Query Performance for ADLS Data

Although Impala queries for data stored in ADLS might be less performant than queries against the equivalent data stored in HDFS, you can still do some tuning. Here are techniques you can use to interpret explain plans and profiles for queries against ADLS data, and tips to achieve the best performance possible for such queries.

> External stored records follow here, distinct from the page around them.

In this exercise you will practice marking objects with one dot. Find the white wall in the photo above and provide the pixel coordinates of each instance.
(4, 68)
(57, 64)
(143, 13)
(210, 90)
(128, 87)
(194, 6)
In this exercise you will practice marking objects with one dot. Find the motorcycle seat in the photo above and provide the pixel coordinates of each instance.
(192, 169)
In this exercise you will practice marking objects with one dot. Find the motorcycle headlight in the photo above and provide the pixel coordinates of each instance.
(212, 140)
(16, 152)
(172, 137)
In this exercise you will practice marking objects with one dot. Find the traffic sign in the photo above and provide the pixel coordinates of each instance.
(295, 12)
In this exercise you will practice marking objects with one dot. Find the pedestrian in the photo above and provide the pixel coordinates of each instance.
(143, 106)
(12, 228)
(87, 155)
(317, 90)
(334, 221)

All else being equal, performance is expected to be lower for queries running against data on ADLS rather than HDFS. The actual mechanics of the SELECT statement are somewhat different when the data is in ADLS. Although the work is still distributed across the datanodes of the cluster, Impala might parallelize the work for a distributed query differently for data on HDFS and ADLS. ADLS does not have the same block notion as HDFS, so Impala uses heuristics to determine how to split up large ADLS files for processing in parallel. Because all hosts can access any ADLS data file with equal efficiency, the distribution of work might be different than for HDFS data, where the data blocks are physically read using short-circuit local reads by hosts that contain the appropriate block replicas. Although the I/O to read the ADLS data might be spread evenly across the hosts of the cluster, the fact that all data is initially retrieved across the network means that the overall query performance is likely to be lower for ADLS data than for HDFS data.

Because data files written to ADLS do not have a default block size the way HDFS data files do, any Impala INSERT or CREATE TABLE AS SELECT statements use the PARQUET_FILE_SIZE query option setting to define the size of Parquet data files. (Using a large block size is more important for Parquet tables than for tables that use other file formats.)

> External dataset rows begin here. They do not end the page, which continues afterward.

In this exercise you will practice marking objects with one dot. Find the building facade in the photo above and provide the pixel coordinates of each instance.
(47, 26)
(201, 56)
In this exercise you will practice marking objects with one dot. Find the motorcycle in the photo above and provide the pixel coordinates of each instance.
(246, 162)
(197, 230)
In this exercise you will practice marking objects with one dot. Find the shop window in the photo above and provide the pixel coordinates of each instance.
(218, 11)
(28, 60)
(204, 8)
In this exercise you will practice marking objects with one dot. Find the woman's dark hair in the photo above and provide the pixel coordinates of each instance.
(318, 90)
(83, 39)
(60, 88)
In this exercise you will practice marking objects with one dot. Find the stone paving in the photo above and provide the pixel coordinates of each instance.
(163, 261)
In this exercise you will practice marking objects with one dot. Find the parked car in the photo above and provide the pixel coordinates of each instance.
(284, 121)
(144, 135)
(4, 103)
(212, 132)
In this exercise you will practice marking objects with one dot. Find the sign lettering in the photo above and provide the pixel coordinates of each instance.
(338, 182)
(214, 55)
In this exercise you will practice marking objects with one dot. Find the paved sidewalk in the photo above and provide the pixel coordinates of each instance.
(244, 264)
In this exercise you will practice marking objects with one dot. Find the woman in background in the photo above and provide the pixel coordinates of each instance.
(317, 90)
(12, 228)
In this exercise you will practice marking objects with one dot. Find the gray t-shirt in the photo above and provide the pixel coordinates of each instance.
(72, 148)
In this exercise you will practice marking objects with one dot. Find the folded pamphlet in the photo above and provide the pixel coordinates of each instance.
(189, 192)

When optimizing aspects of for complex queries such as the join order, Impala treats tables on HDFS and ADLS the same way.

In query profile reports, the numbers for BytesReadLocal, BytesReadShortCircuit, BytesReadDataNodeCached, and BytesReadRemoteUnexpected are blank because those metrics come from HDFS.

All the I/O for ADLS tables involves remote reads, and they will appear as remote read operations in the query profile.